第8話 ヴェレッツァ領

 美しいお城というのは、きっとこの場所に使うべき言葉なんだろう。

 外観も、内装も、何より城下町も。全てが統一されていて、しっかりと整備されていて。

 ようやく復興してきたと目に見えて分かるようになってきたここは、ドゥリチェーラ国内にあるもう一つのお城。

 名前もそのまま残っているので、今もここはヴェレッツァ城と呼ばれている。


「結局、残すんですね」

「ここも全て含めて、ヴェレッツァ城だからな。何より兄上が……陛下がそれをお望みならば、それで良いだろう?」

「でもここにあるのは玉座ですよ?一国の王が座るわけでもないのに、謁見の間を残すのは本当に問題ないんですか?」

「その椅子に座るべきは、ヴェレッツァアイを持つ者だ。本来あるべき姿に戻すだけなのだから、問題など起きようはずがない」


 いや、それはどうなんですかね?

 仮にも玉座と呼ばれていたものですよ?今はただの謁見の間にしかならないと言っても、基本的に座るのは領主ですよ?


「時と場合によっては、王が座る事も十分に考えられるがな。何より誰一人として、この決定に反対する者はいなかった。それが答えなのだ」


 建国の時代よりも前から、手を取り合って協力してきた初代の国王たち。その間にある絆は、今も途切れることなく続いているのだと。

 お互いがお互いのために立ち上がれるのは、どうやら王族同士だけじゃなかったようで。

 驚いたことに、元ヴェレッツァ復興のためにと声を上げてくれた人たちは貴族だけでなく、平民にも大勢いた。

 彼らは協力して、貴族は資金と知識を、平民は技術と労働力を。それぞれヴェレッツァ領のために使ってくれた。

 特に一緒に作業をしていたからなのか、それとも元々の気質なのか。平民同士は復興作業が終わった後も、お互いに交流が続いているのだと聞いている。


「独立や反乱など、やろうと思えばこの長い歴史の中でいくらでも機会はあったはずだ。それが一切ない国だったからこそ、信頼を得られているのだ。民からも、他国からも」


 だからこれからも、そんな事はないだろうと。それは確かに、最大級の信頼で。

 そして私自身、そんな事はしないと言い切れてしまうから。


「元ヴェレッツァの王族は、英雄様が大好きなんです」

「知っている。英雄の子孫もまた、ヴェレッツァアイを持つ者を好ましく思っているからな」


 それは時代や性別を超えて、世界の理の一つにでもなっているかのようで。

 けれどきっと、間違いなくこの関係が続いていくのだと確信を持てるほどの真実。

 不思議なまでに、欠片も疑う事はない。


「だが、まぁ。
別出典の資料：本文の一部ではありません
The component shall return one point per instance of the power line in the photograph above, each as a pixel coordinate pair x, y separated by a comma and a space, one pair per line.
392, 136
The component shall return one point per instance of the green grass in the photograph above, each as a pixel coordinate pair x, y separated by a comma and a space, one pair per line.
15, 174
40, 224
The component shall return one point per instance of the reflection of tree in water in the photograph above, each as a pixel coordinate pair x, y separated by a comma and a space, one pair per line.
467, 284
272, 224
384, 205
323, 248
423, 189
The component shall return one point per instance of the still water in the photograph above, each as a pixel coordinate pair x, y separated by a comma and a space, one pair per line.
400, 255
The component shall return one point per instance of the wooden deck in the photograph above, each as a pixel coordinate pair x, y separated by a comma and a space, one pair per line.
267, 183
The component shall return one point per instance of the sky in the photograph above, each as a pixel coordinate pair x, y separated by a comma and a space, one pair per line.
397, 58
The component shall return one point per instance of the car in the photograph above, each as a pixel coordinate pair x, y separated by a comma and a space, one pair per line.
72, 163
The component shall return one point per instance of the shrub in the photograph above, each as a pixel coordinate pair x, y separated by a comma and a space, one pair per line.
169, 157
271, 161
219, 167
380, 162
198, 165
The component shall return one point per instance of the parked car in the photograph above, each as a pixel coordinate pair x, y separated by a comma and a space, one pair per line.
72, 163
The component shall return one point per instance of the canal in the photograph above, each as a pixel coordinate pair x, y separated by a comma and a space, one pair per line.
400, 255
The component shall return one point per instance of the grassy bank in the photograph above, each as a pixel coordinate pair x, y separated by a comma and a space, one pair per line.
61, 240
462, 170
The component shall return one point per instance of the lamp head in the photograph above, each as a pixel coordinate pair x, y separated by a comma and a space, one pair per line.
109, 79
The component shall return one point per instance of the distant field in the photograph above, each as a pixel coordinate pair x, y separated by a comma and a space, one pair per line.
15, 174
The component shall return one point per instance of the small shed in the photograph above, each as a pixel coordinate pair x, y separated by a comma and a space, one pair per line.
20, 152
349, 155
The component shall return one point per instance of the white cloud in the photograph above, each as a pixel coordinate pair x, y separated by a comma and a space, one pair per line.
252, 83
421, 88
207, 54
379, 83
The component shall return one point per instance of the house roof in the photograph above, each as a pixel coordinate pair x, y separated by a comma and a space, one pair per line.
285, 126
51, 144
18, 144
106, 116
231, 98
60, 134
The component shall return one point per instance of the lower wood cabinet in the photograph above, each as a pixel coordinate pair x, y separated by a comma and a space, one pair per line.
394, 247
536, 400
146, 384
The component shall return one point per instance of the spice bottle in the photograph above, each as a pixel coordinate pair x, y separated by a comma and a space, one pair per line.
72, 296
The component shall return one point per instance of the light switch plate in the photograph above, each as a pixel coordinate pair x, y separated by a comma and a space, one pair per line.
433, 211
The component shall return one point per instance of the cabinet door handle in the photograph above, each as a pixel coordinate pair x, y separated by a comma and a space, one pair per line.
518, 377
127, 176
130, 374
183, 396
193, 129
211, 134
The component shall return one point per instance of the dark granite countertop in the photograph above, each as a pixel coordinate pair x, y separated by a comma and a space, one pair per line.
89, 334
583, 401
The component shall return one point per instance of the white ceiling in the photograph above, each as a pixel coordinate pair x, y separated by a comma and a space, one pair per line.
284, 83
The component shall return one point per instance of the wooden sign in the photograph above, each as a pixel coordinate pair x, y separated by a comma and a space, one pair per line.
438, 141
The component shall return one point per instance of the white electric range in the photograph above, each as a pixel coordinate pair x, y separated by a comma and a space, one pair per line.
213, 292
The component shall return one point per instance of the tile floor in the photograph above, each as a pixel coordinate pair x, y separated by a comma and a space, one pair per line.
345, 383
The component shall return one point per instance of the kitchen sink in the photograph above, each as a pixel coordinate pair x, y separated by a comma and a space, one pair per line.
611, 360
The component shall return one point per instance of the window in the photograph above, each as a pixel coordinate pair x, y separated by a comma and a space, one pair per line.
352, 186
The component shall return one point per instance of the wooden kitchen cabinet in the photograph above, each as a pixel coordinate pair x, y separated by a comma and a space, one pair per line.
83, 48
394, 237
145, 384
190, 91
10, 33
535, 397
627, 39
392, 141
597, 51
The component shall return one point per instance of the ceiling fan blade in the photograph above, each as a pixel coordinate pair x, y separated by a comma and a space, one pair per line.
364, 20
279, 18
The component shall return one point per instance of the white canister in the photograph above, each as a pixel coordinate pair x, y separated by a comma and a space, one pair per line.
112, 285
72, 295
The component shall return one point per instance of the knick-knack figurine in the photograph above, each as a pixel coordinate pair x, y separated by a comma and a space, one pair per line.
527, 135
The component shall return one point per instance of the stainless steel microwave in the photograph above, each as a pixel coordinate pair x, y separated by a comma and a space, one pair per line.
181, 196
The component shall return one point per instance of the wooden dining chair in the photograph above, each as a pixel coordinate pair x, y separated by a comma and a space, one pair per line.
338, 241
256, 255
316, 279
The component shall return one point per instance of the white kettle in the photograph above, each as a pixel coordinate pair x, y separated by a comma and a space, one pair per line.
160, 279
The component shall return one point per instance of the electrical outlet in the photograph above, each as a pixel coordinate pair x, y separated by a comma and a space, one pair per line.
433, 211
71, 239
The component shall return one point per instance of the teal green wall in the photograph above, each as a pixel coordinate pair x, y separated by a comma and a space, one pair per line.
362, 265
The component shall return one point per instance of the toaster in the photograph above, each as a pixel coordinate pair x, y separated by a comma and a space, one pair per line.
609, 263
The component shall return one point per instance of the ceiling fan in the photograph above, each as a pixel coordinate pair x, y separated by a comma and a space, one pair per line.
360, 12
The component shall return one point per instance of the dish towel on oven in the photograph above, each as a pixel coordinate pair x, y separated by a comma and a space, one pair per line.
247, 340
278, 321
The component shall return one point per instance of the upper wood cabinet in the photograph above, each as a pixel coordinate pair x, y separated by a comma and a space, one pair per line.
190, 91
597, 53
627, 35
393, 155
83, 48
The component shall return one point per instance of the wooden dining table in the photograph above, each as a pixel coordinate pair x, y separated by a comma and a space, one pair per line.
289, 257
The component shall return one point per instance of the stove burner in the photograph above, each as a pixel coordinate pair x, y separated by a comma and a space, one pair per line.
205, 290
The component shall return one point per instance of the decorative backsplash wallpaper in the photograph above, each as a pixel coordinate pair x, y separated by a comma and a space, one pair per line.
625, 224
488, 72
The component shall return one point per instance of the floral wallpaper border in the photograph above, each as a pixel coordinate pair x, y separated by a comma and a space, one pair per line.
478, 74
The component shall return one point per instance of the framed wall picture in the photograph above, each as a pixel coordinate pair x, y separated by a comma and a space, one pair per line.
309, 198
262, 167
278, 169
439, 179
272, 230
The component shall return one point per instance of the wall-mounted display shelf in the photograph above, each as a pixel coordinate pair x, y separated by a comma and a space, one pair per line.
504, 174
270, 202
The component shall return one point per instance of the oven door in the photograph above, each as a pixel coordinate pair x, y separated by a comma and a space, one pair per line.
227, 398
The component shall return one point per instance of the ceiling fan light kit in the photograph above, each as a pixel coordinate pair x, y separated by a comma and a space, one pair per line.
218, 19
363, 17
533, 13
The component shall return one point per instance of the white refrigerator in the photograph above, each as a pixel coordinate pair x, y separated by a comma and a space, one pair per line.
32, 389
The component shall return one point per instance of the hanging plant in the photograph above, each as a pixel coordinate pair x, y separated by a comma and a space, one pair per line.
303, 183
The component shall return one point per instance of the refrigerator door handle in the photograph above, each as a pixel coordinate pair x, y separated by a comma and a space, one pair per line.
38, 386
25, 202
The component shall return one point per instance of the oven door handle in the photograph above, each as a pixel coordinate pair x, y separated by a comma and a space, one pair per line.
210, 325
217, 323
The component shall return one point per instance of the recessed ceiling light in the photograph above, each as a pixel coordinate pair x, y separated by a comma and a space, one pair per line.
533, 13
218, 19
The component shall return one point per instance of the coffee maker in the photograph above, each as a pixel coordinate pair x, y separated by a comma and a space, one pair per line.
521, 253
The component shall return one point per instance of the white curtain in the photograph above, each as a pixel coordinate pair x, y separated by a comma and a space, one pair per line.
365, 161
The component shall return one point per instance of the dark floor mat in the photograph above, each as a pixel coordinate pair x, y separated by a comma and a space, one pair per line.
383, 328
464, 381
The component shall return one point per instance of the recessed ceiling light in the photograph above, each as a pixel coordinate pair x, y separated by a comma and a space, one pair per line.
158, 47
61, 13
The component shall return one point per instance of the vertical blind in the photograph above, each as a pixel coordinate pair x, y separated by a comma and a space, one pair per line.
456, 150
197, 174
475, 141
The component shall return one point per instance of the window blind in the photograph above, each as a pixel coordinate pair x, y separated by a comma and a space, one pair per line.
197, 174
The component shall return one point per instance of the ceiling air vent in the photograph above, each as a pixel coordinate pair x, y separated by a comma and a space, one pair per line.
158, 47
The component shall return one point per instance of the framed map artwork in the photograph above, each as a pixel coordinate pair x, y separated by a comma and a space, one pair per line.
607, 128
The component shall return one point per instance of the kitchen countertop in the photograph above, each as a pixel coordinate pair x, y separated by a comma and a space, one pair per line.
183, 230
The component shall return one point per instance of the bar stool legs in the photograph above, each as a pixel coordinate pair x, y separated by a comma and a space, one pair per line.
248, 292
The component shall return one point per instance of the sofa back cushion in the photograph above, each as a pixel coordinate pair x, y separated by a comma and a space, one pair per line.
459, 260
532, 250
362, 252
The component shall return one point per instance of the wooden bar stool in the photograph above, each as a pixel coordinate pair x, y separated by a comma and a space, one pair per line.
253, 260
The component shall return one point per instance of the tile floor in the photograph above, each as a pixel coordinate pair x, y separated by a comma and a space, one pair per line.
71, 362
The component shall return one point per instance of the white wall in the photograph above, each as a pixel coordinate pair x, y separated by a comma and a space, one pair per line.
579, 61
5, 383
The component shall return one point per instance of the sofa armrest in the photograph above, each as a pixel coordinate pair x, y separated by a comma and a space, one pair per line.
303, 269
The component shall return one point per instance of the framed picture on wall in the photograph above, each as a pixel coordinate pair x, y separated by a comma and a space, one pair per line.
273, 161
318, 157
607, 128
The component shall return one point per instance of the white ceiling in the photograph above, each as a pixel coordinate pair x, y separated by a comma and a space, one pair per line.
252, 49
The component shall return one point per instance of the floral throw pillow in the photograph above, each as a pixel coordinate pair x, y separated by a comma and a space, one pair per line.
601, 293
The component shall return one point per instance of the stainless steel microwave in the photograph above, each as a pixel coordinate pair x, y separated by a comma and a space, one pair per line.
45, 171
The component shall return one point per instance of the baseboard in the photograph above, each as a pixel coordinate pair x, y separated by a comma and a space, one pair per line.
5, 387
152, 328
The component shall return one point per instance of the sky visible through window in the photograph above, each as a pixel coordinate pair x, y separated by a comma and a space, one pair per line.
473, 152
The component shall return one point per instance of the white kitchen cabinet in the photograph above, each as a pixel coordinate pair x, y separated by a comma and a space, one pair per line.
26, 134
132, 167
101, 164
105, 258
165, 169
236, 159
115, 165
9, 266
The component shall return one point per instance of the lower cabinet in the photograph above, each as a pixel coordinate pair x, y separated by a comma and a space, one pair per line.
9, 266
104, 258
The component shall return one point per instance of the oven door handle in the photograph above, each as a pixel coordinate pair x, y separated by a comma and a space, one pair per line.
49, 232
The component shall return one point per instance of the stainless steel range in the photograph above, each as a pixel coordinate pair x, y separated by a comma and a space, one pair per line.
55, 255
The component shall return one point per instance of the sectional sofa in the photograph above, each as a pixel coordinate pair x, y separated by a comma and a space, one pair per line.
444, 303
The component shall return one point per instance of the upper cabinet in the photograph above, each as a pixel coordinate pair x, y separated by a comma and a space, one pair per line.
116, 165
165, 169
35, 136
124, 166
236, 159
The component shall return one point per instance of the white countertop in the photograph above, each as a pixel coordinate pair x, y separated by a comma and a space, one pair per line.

私が君を愛しく思うのは、ヴェレッツァアイの持ち主だからでは決して無いがな?」

「私だってそうです。アルフレッド様が英雄様の子孫だから、好きになった訳じゃないですから」

「カリーナ……」


 向き合った瞳が、やわらかく熱を持つ。

 頬に添えられた手が、優しく私の唇をなぞる。


 それは、殿下が口づけをしたいと思っている時の合図。


「ア、ルフレッド様……」


 謁見の間とはいえ、今は二人きり。断る理由も拒む理由も私には存在しない。


 だから殿下の望むままに、ゆっくりと目を閉じて――



「イリーナ!!今はそっちは駄目だよ!!」

「いやです!!おにいさまも早く!!せっかくのおいしいごはんが冷たくなっちゃいますよ!!」

「いや、だからっ……!!」

「おとうさまー!おかあさまー!おいしいごはんの時間ですよー!!」



 聞こえてきた声に、二人目を開けて。

 そして同時に、噴き出してしまう。


「これはっ……くくっ……」

「イリーナったら。ふふっ……」


 普段は大人しいお利口さんなんだけれど、食べ物に関しては異様なほど執着を見せる娘に。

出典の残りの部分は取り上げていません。